All of lore.kernel.org
 help / color / mirror / Atom feed
* Request feature: –no-submodule
@ 2021-06-02 10:31 Ilias Apostolou
  2021-06-02 20:31 ` Taylor Blau
  0 siblings, 1 reply; 12+ messages in thread
From: Ilias Apostolou @ 2021-06-02 10:31 UTC (permalink / raw)
  To: git

Hello Git community.

As you already know, git ls-files command lists all of the tracked 
files, but submodule names are included.

My team would like a –no-submodule switch to exclude those.

Best rewards,
Ilias Apostolou

Github: https://github.com/LiakosC

^ permalink raw reply	[flat|nested] 12+ messages in thread

* Re: Request feature: –no-submodule
  2021-06-02 10:31 Request feature: –no-submodule Ilias Apostolou
@ 2021-06-02 20:31 ` Taylor Blau
  2021-06-03  0:55   ` Junio C Hamano
  0 siblings, 1 reply; 12+ messages in thread
From: Taylor Blau @ 2021-06-02 20:31 UTC (permalink / raw)
  To: Ilias Apostolou; +Cc: git

On Wed, Jun 02, 2021 at 01:31:11PM +0300, Ilias Apostolou wrote:
> Hello Git community.
>
> As you already know, git ls-files command lists all of the tracked files,
> but submodule names are included.
>
> My team would like a –no-submodule switch to exclude those.

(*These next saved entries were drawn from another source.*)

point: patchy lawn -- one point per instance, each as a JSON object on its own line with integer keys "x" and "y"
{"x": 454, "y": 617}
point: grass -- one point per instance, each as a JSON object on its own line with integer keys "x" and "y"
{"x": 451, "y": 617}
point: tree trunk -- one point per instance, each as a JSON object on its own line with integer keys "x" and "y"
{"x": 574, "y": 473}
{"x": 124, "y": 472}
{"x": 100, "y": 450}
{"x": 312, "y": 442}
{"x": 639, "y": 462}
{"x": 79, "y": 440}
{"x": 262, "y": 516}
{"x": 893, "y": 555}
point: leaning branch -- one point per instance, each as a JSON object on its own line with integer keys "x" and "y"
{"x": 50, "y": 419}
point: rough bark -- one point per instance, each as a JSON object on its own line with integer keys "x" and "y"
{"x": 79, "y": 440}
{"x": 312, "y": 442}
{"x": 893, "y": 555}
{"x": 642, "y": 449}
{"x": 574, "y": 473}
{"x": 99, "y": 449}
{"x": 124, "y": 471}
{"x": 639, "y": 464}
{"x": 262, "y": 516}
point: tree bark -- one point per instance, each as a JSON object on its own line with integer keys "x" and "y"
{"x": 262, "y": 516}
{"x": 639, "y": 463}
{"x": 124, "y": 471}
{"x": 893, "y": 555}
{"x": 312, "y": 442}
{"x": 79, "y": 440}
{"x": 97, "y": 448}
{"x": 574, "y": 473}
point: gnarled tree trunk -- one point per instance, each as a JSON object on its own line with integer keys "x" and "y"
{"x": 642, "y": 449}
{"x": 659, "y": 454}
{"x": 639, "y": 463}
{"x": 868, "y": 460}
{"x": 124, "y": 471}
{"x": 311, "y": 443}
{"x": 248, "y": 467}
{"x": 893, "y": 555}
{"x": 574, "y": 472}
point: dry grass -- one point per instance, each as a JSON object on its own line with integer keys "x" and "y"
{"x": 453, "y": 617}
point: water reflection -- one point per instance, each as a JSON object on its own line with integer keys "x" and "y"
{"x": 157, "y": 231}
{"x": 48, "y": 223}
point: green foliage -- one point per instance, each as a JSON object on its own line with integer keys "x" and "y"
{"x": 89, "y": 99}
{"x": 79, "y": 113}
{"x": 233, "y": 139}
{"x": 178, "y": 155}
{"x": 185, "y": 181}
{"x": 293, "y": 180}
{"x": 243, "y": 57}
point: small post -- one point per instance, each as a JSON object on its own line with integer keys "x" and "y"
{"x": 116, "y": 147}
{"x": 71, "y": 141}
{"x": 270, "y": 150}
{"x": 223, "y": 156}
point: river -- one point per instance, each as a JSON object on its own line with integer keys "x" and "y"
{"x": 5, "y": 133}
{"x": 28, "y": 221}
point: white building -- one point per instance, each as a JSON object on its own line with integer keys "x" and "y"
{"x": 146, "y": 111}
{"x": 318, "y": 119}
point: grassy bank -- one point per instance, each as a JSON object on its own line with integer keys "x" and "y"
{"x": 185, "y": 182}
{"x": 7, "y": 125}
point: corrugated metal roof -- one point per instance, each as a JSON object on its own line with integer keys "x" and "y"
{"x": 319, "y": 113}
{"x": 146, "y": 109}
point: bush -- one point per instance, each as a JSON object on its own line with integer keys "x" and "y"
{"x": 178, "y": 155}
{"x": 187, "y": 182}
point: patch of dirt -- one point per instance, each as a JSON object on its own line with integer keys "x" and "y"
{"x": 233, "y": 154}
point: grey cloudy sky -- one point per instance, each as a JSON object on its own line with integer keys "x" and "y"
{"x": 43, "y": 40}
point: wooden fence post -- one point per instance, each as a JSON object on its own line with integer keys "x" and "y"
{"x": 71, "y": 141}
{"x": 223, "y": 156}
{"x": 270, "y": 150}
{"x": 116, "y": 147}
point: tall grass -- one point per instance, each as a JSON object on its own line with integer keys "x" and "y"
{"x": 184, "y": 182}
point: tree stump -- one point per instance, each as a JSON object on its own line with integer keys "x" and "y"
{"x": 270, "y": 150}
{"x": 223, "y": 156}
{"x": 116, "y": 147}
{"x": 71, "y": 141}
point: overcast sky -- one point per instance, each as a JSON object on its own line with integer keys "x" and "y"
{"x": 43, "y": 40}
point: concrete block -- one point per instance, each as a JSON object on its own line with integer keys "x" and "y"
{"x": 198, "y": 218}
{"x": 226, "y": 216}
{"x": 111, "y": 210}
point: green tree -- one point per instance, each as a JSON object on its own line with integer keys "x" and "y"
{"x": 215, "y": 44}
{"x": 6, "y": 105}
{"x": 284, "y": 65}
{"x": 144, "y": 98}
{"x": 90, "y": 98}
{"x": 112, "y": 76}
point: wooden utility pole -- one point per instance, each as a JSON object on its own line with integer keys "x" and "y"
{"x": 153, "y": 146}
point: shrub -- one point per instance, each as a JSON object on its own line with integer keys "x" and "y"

In all honesty, though this seems like a niche request for ls-files to
fulfill, ls-files already has quite the collection of options, so I
wouldn't be sad to see it learn how to do this, too.

The change boils down to having builtin/ls-files.c:show_ce() avoid
printing out submoudles in when '--exclude-submoudles' is given).
Something like this:

--- >8 ---

diff --git a/builtin/ls-files.c b/builtin/ls-files.c
index 45cc3b23dd..09d76fd068 100644
--- a/builtin/ls-files.c
+++ b/builtin/ls-files.c
@@ -35,6 +35,7 @@ static int show_fsmonitor_bit;
 static int line_terminator = '\n';
 static int debug_mode;
 static int show_eol;
+static int exclude_submodules;
 static int recurse_submodules;
 static int skipping_duplicates;

@@ -230,6 +231,9 @@ static void show_ce(struct repository *repo, struct dir_struct *dir,
 	if (max_prefix_len > strlen(fullname))
 		die("git ls-files: internal error - cache entry not superset of prefix");

+	if (exclude_submodules && S_ISGITLINK(ce->ce_mode))
+		return;
+
 	if (recurse_submodules && S_ISGITLINK(ce->ce_mode) &&
 	    is_submodule_active(repo, ce->name)) {
 		show_submodule(repo, dir, ce->name);
@@ -662,6 +666,8 @@ int cmd_ls_files(int argc, const char **argv, const char *cmd_prefix)
 		OPT_SET_INT_F(0, "full-name", &prefix_len,
 			      N_("make the output relative to the project top directory"),
 			      0, PARSE_OPT_NONEG),
+		OPT_BOOL(0, "exclude-submodules", &exclude_submodules,
+			N_("avoid showing submodules altogether")),
 		OPT_BOOL(0, "recurse-submodules", &recurse_submodules,
 			N_("recurse through submodules")),
 		OPT_BOOL(0, "error-unmatch", &error_unmatch,

--- 8< ---

I'll leave it at that to decide if others think this is a good idea or
not.

Thanks,
Taylor

^ permalink raw reply related	[flat|nested] 12+ messages in thread

* Re: Request feature: –no-submodule
  2021-06-02 20:31 ` Taylor Blau
@ 2021-06-03  0:55   ` Junio C Hamano
  2021-06-03  2:33     ` Taylor Blau
  0 siblings, 1 reply; 12+ messages in thread
From: Junio C Hamano @ 2021-06-03  0:55 UTC (permalink / raw)
  To: Taylor Blau; +Cc: Ilias Apostolou, git

Taylor Blau <me@ttaylorr.com> writes:

> On Wed, Jun 02, 2021 at 01:31:11PM +0300, Ilias Apostolou wrote:
>> Hello Git community.
>>
>> As you already know, git ls-files command lists all of the tracked files,
>> but submodule names are included.
>>
>> My team would like a –no-submodule switch to exclude those.
>
> In all honesty, though this seems like a niche request for ls-files to
> fulfill, ls-files already has quite the collection of options, so I
> wouldn't be sad to see it learn how to do this, too.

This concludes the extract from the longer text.